Cleaning Time
I’ve only had this new website up for 5 months and it’s already gotten cluttered. I suppose it’s not surprising with the shear volume of photography I’ve been doing, but it’s time to clean my galleries up. I want my galleries to represent my absolute best photography, and for the most part that means my most recent photography. The blogs remain a sort of “sketchbook” that get posted and left as is, and the galleries are a living document.
So I’ve consolidated the galleries down to six (Landscapes, Birds, Textures and Abstracts, Plants and Flowers, Bugs and Insects, Wildlife), and cut a lot of photos out of them. Many of the cut photos still live on this site somewhere in the blogs, but a lot of the cut photos are from my old website and aren’t in a blog. So this post here is basically just a dumping ground for photos that I still like, but were cut from galleries and need a place to live on the site.
Since ‘Landscapes’ make up the overwhelming majority of photography I’m doing right now, that was the hardest place to make cuts. I don’t know if I have a specific number of photos that I want to keep it under, but it’s more a sense of “does this photo represent me now”. Which is a qualification that changes frequently!
‘Wildlife’, ‘Plants and Flowers’, and ‘Bugs and Insects’ galleries remain largely untouched, since I haven’t been doing much of that photography lately.
‘Textures and Abstracts’ is probably my favorite gallery and only got a few cut.

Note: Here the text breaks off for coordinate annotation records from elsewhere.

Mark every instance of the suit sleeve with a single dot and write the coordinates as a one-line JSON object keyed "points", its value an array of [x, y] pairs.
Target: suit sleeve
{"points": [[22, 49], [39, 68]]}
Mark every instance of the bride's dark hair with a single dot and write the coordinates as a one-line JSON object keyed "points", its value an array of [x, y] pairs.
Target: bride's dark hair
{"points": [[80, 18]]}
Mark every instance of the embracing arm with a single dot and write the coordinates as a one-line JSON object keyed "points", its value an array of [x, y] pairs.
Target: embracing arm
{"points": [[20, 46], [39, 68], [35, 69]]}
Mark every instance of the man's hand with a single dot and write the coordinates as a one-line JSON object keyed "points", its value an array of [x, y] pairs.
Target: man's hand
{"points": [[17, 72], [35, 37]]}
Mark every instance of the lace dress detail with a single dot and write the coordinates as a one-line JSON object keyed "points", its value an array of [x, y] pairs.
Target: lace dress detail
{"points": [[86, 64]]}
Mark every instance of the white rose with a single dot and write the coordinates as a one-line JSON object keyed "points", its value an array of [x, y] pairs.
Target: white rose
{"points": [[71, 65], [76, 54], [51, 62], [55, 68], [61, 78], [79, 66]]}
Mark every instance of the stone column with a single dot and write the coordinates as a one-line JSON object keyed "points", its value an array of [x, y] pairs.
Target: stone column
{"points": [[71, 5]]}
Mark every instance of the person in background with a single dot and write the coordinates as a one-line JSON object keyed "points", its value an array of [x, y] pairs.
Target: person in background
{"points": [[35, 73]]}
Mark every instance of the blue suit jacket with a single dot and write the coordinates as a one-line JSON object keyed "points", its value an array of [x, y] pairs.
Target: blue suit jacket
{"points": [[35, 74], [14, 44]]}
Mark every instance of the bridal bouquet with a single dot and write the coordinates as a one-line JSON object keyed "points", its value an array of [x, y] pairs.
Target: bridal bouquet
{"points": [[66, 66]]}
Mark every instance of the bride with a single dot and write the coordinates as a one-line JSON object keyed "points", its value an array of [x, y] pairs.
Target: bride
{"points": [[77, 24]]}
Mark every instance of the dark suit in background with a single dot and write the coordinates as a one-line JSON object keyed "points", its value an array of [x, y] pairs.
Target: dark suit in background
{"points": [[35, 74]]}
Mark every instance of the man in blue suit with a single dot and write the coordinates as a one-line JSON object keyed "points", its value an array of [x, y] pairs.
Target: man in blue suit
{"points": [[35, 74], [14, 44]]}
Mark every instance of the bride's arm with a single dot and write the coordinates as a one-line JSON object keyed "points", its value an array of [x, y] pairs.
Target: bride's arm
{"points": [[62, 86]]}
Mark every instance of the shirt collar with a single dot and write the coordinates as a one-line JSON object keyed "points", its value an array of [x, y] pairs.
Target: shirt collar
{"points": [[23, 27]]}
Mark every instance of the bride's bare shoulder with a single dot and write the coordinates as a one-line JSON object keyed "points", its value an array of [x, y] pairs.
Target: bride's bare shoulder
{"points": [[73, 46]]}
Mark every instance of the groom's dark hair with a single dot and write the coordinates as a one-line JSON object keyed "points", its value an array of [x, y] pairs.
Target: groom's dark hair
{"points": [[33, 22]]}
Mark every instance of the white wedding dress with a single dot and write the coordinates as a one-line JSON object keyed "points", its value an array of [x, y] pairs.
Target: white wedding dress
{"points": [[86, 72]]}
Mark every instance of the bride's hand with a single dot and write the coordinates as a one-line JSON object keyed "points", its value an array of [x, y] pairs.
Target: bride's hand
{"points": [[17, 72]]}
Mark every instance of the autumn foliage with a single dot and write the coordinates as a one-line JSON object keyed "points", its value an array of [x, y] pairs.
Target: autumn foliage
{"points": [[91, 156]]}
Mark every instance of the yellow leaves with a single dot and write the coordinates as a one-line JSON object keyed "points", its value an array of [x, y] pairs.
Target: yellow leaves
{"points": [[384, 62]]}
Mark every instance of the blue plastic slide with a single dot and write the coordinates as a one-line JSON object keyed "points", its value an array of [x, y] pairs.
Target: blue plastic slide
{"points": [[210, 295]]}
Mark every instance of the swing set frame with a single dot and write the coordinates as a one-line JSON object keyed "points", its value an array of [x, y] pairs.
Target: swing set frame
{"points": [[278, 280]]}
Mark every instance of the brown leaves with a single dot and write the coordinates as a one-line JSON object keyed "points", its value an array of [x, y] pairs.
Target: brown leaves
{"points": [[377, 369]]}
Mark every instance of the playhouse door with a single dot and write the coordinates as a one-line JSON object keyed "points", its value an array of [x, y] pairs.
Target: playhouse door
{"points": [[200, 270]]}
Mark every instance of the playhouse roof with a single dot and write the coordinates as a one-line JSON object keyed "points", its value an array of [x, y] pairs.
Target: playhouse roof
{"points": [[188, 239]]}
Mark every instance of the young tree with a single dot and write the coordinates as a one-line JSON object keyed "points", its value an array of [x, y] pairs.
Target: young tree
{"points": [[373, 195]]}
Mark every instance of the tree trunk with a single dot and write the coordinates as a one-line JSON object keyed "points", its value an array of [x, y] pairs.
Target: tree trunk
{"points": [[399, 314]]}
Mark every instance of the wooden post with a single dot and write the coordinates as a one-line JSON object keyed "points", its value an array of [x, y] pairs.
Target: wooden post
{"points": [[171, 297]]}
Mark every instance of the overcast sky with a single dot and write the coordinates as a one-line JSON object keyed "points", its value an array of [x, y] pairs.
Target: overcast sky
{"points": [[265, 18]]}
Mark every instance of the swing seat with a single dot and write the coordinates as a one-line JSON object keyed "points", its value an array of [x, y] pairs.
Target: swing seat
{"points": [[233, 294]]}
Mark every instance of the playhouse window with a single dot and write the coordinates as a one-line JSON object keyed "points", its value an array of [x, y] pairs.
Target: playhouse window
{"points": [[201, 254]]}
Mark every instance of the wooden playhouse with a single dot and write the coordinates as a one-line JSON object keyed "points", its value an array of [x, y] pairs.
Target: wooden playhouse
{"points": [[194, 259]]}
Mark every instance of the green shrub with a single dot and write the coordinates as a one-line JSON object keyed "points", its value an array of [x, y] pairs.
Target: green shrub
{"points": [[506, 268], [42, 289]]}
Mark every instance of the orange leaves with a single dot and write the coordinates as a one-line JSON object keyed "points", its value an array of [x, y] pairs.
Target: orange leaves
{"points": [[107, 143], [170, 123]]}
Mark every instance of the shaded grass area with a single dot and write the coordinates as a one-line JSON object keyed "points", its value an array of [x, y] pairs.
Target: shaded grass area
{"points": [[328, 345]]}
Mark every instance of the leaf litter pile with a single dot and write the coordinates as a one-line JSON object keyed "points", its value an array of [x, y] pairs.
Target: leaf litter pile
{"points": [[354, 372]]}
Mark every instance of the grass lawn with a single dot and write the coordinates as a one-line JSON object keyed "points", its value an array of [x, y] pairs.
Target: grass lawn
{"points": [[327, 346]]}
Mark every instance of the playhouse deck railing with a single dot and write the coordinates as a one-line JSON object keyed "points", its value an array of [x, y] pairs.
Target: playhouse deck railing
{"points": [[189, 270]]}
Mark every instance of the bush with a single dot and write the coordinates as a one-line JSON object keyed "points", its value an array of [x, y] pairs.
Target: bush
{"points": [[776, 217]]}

‘Birds’ is another tough one. I’ve gotten a lot of bird photography practice on this trip, and I’m slowly moving past the “just get a clean, sharp, properly exposed image” phase of bird photography. Documenting new birds I’ve seen with a clear photo is something I’ll probably never stop doing, but I also want to expand to ‘birds in their environment’, ‘birds doing interesting things’, and ‘birds as art’. You can see me working on that with some of my recent Blue Heron photos. I’ve taken more than enough documentation photos of Blue Herons, so now when I see one, I can take the risk of trying something different with the composition.
It’s probably best that I never try to pursue photography as a profession, because I certainly gnash my teeth about it enough just as a hobby.